Les bavolettes transmises par les descendants de Mme Antoinette Meslé illustrent la popularité d’un accessoire du costume, porté par toutes les couches sociales, ici par une famille de commerçants aisés, installés dans l’élégant quartier Saint-Paul. A travers cet exemple local, le Musée d’art et d’histoire peut évoquer le vêtement au 19ème siècle et la naissance du folklore, avec la construction de topoï régionaux dont le costume féminin est significatif.

Les visiteurs ont déjà pu découvrir certaines de ces bavolettes, qui étaient fièrement exposées lors du tome 2 de l’exposition Bons Baisers de Granville, durant l’été 2024.

Trois photographies de Félix Thiollier

Rentier et photographe autodidacte, Félix Thiollier fait l’objet d’une valorisation de son œuvre depuis les années 1990, à la faveur du travail du Musée d’Art moderne de Saint-Etienne et du Musée d’Orsay, qui lui ont consacré deux expositions rétrospectives (1996 et 2012). Félix Thiollier a utilisé la technique du gélatino-bromure pour fixer des paysages et des scènes de genre, inscrits dans une tradition romantique et régionaliste.
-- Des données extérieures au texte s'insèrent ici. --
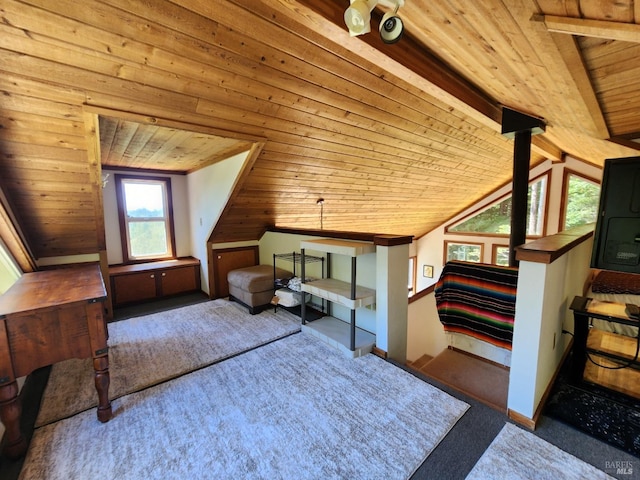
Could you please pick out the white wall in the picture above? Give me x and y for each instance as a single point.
(425, 335)
(545, 292)
(430, 248)
(198, 200)
(208, 190)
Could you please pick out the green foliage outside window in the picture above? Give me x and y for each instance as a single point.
(497, 218)
(582, 201)
(148, 239)
(464, 252)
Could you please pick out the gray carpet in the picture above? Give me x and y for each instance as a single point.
(147, 350)
(518, 454)
(294, 408)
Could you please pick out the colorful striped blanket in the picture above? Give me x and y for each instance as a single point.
(478, 300)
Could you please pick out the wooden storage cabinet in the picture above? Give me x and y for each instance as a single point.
(150, 281)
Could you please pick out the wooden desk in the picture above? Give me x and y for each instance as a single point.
(47, 317)
(583, 309)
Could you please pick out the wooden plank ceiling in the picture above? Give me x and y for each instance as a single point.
(396, 139)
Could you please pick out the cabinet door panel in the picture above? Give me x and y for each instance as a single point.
(135, 287)
(178, 280)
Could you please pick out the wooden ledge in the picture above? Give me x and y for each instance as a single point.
(549, 249)
(156, 265)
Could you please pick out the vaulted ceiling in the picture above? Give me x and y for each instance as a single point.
(395, 138)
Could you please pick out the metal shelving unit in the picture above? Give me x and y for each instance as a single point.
(347, 294)
(297, 260)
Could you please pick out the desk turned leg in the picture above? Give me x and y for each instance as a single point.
(10, 411)
(101, 367)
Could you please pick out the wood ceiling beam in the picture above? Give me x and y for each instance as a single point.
(411, 62)
(13, 240)
(626, 32)
(570, 52)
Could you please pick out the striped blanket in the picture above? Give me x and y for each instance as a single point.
(478, 300)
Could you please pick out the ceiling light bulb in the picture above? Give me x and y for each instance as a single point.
(357, 17)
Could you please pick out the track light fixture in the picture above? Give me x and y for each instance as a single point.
(358, 18)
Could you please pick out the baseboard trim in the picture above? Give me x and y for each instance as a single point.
(531, 423)
(521, 419)
(379, 352)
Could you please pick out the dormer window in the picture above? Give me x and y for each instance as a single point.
(146, 219)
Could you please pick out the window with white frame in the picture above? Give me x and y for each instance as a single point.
(496, 218)
(146, 219)
(465, 252)
(581, 199)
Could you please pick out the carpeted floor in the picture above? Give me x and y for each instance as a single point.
(604, 414)
(168, 344)
(452, 459)
(294, 408)
(516, 453)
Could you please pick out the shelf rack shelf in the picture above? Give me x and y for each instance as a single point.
(347, 294)
(296, 259)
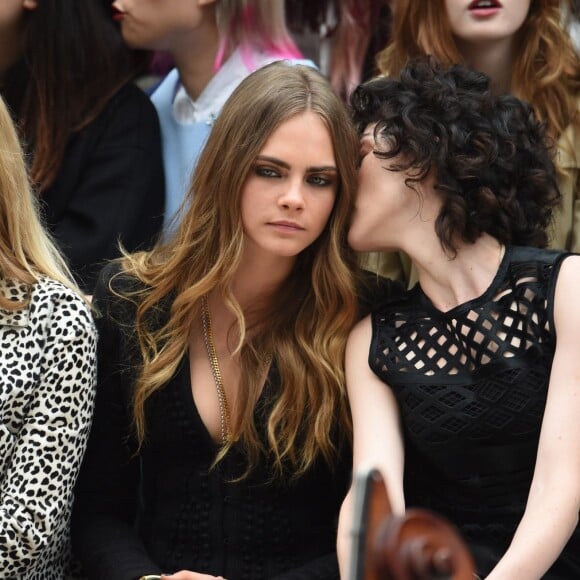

Les 3 photographies de Félix Thiollier présentent :

Une vue sur la ville en arrière-plan et au premier plan le port de Granville, à marée basse, les bisquines au mouillage ; la photo est prise depuis la jetée

Deux vues depuis le rivage de la Grande Ile de Chausey, avec la « Pyramide » au premier plan ; la tour Lambert, communément appelée la « Pyramide », construite en 1852 et toujours en place, constitue l’un des deux amers pour délimiter la ligne de partage des zones de pêche entre Normandie et Bretagne.

 

Le photographe amateur a pu former son regard auprès des peintres qu’il collectionne (école de Barbizon, naturalistes) ou de ceux dont il est proche, François-Auguste Ravier (1814-1895). La place de l’eau et du ciel est importante dans les photographies de Thiollier.

Musée Christian Dior

Ensemble Lapis Lazuli

A l’occasion d’une vente aux enchères proposée par la maison Rossini, le Musée Christian Dior a fait l’acquisition du modèle Lapis Lazuli. Cet ensemble fut présenté lors du défilé printemps-été 1956 et représente la ligne Flèche, dessinée par Monsieur Dior. Composé d’une robe à fines bretelles, d’un bustier à travail de plissé flou et nœud sur l’avant, ainsi que d’un caftan à manches longues droites boutonné sur le devant avec une découpe géométrique au dos formant un large pli à enroulement, ce modèle correspond en plusieurs points au programme de la collection Flèche : « Emmanchures en flèches, manches importantes, taille haut placée, profil en F, ligne de jour droite ». Sa couleur, agrémenté d’un motif floral stylisé et volontairement flou, donne son nom au modèle.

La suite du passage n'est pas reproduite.